In brief: X is trying to turn the Supreme Court's recent Cox decision into a weapon against the music publishers that sued the company in 2023. The move could deal a major blow to one of the music industry's most closely watched copyright cases.
X argued that the Supreme Court's ruling wiped out the contributory infringement claim, the only major theory left standing in limited form after last year's motion to dismiss.
The original 2023 suit, backed by the National Music Publishers' Association on behalf of 17 publishers including Concord, Sony, and Universal, accused X (then still Twitter) of allowing widespread use of unlicensed songs and sought roughly $250 million in damages over nearly 1,700 works.
The plaintiffs said they had sent around 300,000 infringement notices since late 2021 and argued the company routinely failed to act quickly enough.
– Elon Musk (@elonmusk) May 12, 2022
In March 2024, Judge Aleta Trauger tossed the direct and vicarious infringement claims, but allowed parts of the contributory claim to move forward.
This contributory claim was related to allegations of softer enforcement for verified users, slow responses to takedown notices, and inadequate action against repeat infringers.
What changed was the Supreme Court's March 25 ruling in Cox v. Sony Music. In a unanimous opinion, the Court said a service provider is contributorily liable for a user's infringement only if it intended the service to be used for infringement.
That intent can be shown only in two ways: if the provider induced infringement through specific acts, or if the service is tailored to infringement and lacks substantial non-infringing uses. That was enough to overturn the liability theory used against Cox, and X says it should do the same here.

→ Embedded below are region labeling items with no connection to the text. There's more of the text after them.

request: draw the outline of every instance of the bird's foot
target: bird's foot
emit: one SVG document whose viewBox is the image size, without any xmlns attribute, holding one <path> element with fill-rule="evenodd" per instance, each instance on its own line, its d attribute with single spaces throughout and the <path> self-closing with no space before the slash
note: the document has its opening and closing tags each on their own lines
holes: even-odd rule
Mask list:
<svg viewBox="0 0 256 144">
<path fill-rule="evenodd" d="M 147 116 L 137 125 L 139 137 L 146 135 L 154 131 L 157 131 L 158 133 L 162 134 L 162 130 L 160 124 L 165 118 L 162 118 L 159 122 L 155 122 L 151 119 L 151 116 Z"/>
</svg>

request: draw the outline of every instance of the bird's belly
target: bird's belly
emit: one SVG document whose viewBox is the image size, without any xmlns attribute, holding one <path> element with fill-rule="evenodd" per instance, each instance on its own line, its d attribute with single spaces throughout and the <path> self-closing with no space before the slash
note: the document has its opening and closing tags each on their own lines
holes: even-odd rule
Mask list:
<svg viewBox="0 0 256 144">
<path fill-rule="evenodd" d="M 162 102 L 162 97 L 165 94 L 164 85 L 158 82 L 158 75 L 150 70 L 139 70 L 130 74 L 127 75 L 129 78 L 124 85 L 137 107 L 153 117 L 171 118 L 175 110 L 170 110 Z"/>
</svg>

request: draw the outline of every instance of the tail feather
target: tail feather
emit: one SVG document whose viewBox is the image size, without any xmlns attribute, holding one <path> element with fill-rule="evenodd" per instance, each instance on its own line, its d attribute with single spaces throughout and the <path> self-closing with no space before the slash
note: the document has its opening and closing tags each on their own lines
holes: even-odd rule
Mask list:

In its March 27 filing, X argued that social media plainly has substantial lawful uses and that the publishers never alleged the company actively encouraged piracy in the Grokster sense.
It even pointed to the harsher facts in Cox, where internal emails included "F the DMCA," arguing that if those facts still fell short of contributory liability, the claims against X should not survive either.
The company wants a status conference and says it is prepared to seek judgment on the pleadings or reconsideration rather than let both sides burn through more expert and summary-judgment costs.
The publishers are not conceding the point. In a March 31 response, they said Cox does not mean the case should be dismissed and maintained that their allegations and factual record still support moving forward, though they agreed that a temporary stay makes sense while the court decides the next procedural steps.